Who Invented Baseball - History


Who Invented Baseball

Baseball’s history is fascinating, and a lot of politics is involved, which seems sad for a game that is America’s national pastime and has been for nearly 200 years. Nobody knows who actually invented baseball but a couple of names, Abner Doubleday, and Alexander Cartwright have been linked with the sport.

In 1905 Albert Spalding, formerly a star pitcher and the man who created the Spalding sporting goods company organized a commission of former baseball executives and US senators to investigate who invented baseball. The Mills Commission took three years to deliberate and in 1908 published a report claiming Abner Doubleday as the inventor of baseball in Cooperstown in 1839.

Doubleday was a West Point graduate who went to become a decorated war hero of the United States who served in the Mexican-American War, the American Civil War, and various Indian Wars. The Mills Commission decided after hearing the testimony of a single witness, Abner Graves, that Doubleday invented baseball, wrote the rules of play, and designed the diamond field on which the game is played.

Sadly this history of baseball has been completely overturned as a hoax perpetuated by Albert Spalding who founded the Baseball Hall of Fame in Cooperstown, New York, and who it is now believed was desperate to create an inventor of baseball who may have lived in Cooperstown, and to ensure that baseball was forever considered an All American game invented in the US.

In fact, Abner Graves shot and killed his wife only a year after testifying and spent the remainder of hi life in a mental institution so has been discredited as a reliable witness. As well, Abner Doubleday isn’t believed to have ever been in Cooperstown, and never mentioned any claim to inventing baseball and isn’t known to have ever played the game.
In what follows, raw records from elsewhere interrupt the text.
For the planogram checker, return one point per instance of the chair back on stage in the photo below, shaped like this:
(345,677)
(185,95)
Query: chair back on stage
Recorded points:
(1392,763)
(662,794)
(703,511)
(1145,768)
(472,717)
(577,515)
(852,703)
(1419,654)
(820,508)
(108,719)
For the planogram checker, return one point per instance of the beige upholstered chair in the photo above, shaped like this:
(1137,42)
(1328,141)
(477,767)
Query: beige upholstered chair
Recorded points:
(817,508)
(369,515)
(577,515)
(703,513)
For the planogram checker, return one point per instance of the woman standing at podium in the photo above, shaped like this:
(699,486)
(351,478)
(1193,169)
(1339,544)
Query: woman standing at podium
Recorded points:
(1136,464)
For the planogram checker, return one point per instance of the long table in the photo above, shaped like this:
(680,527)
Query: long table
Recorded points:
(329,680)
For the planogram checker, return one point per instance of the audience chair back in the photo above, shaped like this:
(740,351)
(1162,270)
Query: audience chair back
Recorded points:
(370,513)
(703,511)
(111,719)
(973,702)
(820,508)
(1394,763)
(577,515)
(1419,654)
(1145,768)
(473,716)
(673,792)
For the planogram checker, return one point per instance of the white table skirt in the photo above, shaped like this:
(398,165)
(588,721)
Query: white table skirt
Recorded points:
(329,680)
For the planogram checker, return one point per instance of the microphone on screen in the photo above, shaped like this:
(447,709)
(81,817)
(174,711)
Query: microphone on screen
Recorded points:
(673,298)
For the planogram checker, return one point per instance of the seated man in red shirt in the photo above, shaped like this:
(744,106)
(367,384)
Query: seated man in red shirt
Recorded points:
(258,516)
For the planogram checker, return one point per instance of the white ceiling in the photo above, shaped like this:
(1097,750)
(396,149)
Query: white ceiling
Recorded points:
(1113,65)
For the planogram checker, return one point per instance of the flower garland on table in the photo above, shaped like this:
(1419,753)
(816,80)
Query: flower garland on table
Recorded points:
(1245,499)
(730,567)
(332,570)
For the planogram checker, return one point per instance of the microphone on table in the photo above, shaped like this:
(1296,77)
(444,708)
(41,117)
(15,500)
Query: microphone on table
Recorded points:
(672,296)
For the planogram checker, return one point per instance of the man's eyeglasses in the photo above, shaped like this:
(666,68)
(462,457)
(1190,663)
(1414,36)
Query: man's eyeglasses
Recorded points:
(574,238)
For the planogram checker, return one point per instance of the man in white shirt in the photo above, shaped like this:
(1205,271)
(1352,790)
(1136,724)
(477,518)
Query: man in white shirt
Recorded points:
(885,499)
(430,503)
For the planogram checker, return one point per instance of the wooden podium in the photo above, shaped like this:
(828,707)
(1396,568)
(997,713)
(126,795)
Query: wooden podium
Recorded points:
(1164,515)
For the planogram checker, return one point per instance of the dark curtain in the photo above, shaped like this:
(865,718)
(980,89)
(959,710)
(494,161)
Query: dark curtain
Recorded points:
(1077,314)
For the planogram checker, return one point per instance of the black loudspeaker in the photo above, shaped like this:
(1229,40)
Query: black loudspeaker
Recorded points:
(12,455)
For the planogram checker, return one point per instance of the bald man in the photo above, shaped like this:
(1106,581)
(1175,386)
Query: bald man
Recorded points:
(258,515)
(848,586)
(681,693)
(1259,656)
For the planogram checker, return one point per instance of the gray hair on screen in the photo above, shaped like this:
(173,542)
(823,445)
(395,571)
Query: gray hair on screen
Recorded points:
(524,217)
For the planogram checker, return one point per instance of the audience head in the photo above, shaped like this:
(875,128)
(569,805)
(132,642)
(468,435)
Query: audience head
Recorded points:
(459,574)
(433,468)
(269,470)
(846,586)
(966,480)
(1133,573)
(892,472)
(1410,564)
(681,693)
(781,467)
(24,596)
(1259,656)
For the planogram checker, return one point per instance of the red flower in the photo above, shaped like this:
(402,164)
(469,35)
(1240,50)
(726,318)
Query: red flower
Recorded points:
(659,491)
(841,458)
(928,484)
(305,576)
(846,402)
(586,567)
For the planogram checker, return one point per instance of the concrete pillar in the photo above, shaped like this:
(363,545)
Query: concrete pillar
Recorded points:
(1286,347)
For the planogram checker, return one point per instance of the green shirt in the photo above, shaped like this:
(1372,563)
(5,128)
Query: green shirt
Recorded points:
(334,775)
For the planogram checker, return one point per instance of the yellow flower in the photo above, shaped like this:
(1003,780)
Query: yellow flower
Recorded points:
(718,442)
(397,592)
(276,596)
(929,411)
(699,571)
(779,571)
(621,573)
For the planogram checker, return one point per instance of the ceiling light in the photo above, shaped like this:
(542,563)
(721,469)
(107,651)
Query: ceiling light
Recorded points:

Instead, the truth of the invention of baseball is a much simpler story about Alexander Cartwright and the New York Knickerbockers who used to play rounders in the 1840s, but needed a set of rules that could be used for interclub games. Cartwright and a committee from the club published their rules in 1845 and the very first game played under the new rules took place in 1846 on the 19th June between Cartwright’s Knickbockers and a rival team, the New York Nines.

Alexander Cartwright was a lifelong promoter of the game, who in the 1850s travelled from New York to California introducing baseball to every town he stayed in, and then when he retired from business moved to Hawaii and setup a baseball league in Honolulu which is the direct ancestor of today’s Major League Baseball.